By "another instance of multilingual bert", do you mean another base model, e.g. https://huggingface.co/bert-base-multilingual-cased for the first try and https://huggingface.co/bert-base-multilingual-uncased for the second try, or do you mean another fresh instantiation of the same model? If you mean the former, then it could be that the second BERT model is not as good as the first, or that it doesn't align with your domain specific data as well. If it is the latter, then the two training setups should be identical right? Then we wouldn't expect any differences other than variation from randomness.

KeshavSingh29 commented 11 months ago

@tomaarsen Thanks for your quick response. Sorry for my unclear explanation. I mean fine-tuning two fresh instantiation of the same model (The model I'm using is multilingual-bert-uncased ) My training samples are the same, except that In the DataLoader I set shuffle=True.

tomaarsen commented 11 months ago

Very interesting. And the performance difference is notable? Running the same training setup multiple times should only result in slight variations, exactly because of reasons like shuffle=True. To try and narrow down if it's indeed caused by randomness, you can use set_seed imported from transformers. It should prevent most randomness from being identical between runs.

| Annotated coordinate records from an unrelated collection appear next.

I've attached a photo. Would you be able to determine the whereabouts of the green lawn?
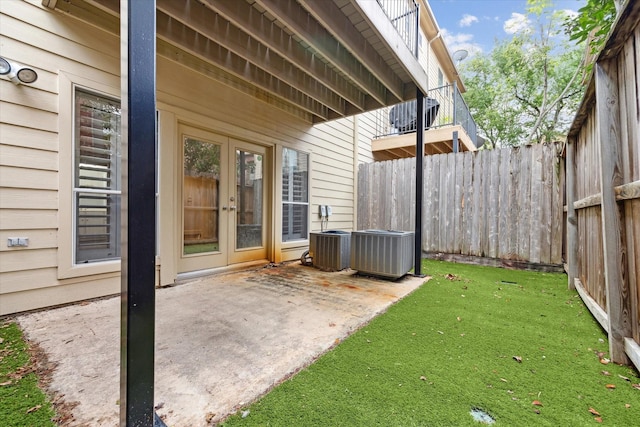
[0,321,55,427]
[224,261,640,426]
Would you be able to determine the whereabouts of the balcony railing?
[374,83,478,146]
[377,0,420,58]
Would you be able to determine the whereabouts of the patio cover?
[42,0,427,426]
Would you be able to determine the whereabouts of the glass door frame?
[176,124,230,273]
[229,138,273,264]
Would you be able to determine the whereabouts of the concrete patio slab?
[17,263,426,427]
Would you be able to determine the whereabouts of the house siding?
[0,0,374,315]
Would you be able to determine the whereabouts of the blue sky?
[429,0,586,59]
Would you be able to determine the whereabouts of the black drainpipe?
[413,88,424,276]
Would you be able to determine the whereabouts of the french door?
[178,126,267,273]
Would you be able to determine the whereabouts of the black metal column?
[413,88,424,276]
[120,0,156,427]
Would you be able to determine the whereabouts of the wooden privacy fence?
[358,144,564,269]
[566,1,640,369]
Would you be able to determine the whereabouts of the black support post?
[120,0,156,427]
[413,88,424,276]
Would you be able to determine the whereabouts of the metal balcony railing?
[374,83,478,146]
[377,0,420,58]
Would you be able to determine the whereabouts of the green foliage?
[0,323,55,427]
[223,261,640,426]
[462,0,582,147]
[184,138,220,178]
[564,0,617,55]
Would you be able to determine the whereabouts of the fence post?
[566,138,578,290]
[595,62,631,364]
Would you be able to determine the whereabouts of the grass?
[0,321,55,427]
[224,261,640,426]
[183,243,218,255]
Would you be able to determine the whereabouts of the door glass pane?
[182,137,220,255]
[236,150,263,249]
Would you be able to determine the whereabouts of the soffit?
[47,0,426,123]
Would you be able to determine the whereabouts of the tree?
[462,0,583,147]
[564,0,628,61]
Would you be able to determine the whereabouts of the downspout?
[427,30,442,88]
[353,116,359,230]
[413,87,424,276]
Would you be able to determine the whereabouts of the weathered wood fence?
[566,1,640,369]
[358,144,564,268]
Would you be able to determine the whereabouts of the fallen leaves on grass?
[27,405,42,414]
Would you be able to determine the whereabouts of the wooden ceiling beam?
[156,0,346,117]
[156,12,330,120]
[252,0,393,106]
[298,0,404,105]
[204,0,370,114]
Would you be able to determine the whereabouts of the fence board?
[451,156,464,254]
[487,150,502,258]
[461,152,475,254]
[358,145,564,265]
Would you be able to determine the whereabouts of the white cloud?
[503,12,531,34]
[441,28,482,56]
[458,13,478,27]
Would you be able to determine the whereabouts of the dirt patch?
[25,339,79,427]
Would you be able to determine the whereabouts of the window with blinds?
[73,88,121,264]
[282,148,309,242]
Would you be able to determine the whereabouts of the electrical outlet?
[7,237,29,248]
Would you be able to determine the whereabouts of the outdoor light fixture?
[0,56,38,85]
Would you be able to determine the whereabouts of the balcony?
[377,0,420,58]
[371,83,482,160]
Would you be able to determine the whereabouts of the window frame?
[57,71,122,279]
[71,85,122,265]
[279,147,311,245]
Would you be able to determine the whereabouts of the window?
[282,148,309,242]
[73,88,121,264]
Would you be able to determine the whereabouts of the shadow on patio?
[17,263,425,426]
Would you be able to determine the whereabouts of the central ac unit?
[351,230,414,279]
[309,230,351,271]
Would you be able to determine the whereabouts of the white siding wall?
[0,0,360,314]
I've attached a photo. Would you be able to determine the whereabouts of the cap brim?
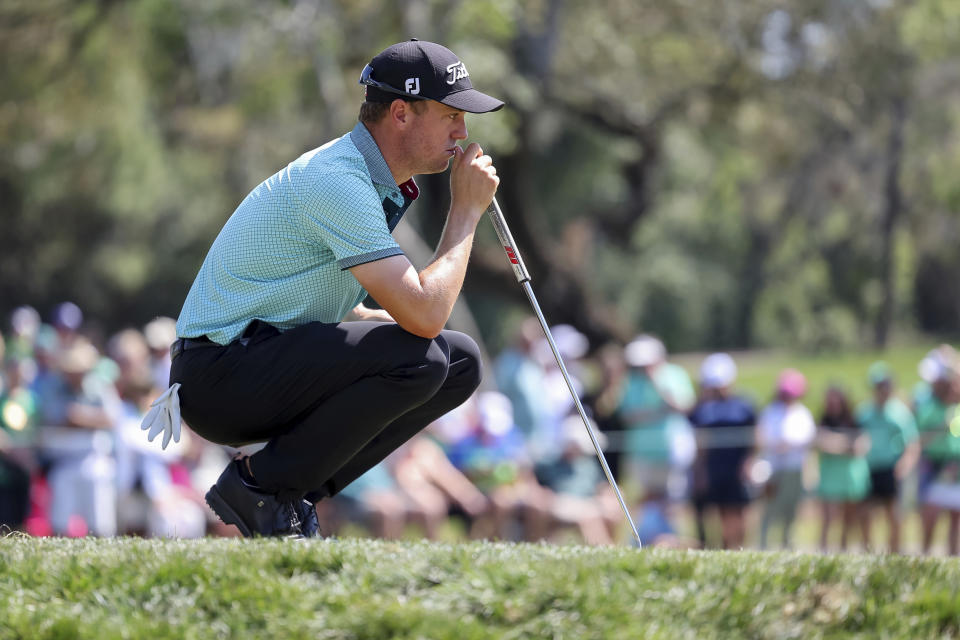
[439,89,503,113]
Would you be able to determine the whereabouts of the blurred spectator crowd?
[0,302,960,555]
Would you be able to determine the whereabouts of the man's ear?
[390,98,410,127]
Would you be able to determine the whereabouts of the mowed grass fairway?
[0,536,960,640]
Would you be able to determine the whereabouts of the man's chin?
[417,156,453,176]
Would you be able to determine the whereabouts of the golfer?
[144,40,503,537]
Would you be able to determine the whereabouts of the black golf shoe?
[206,460,300,538]
[293,500,321,538]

KeshavSingh29 commented 11 months ago

@tomaarsen Thanks a lot for the advice. Using set_seed fixed the variation in accuracy for different fine-tuned model instantiation.

However, now I'm interested to understand how can I get the most out of fine-tuning? For instance, when not using set_seed, I could get accuracy varying from 80% - 90%. for different FT models. Would be great to get 90% accuracy or even more if thats possible.

wilfoderek commented 8 months ago

n the former, then it could be that the second BERT model is not as good as the first, or that it doesn't align with your domain specific data as well. If it is the latter,

Can you share your training process?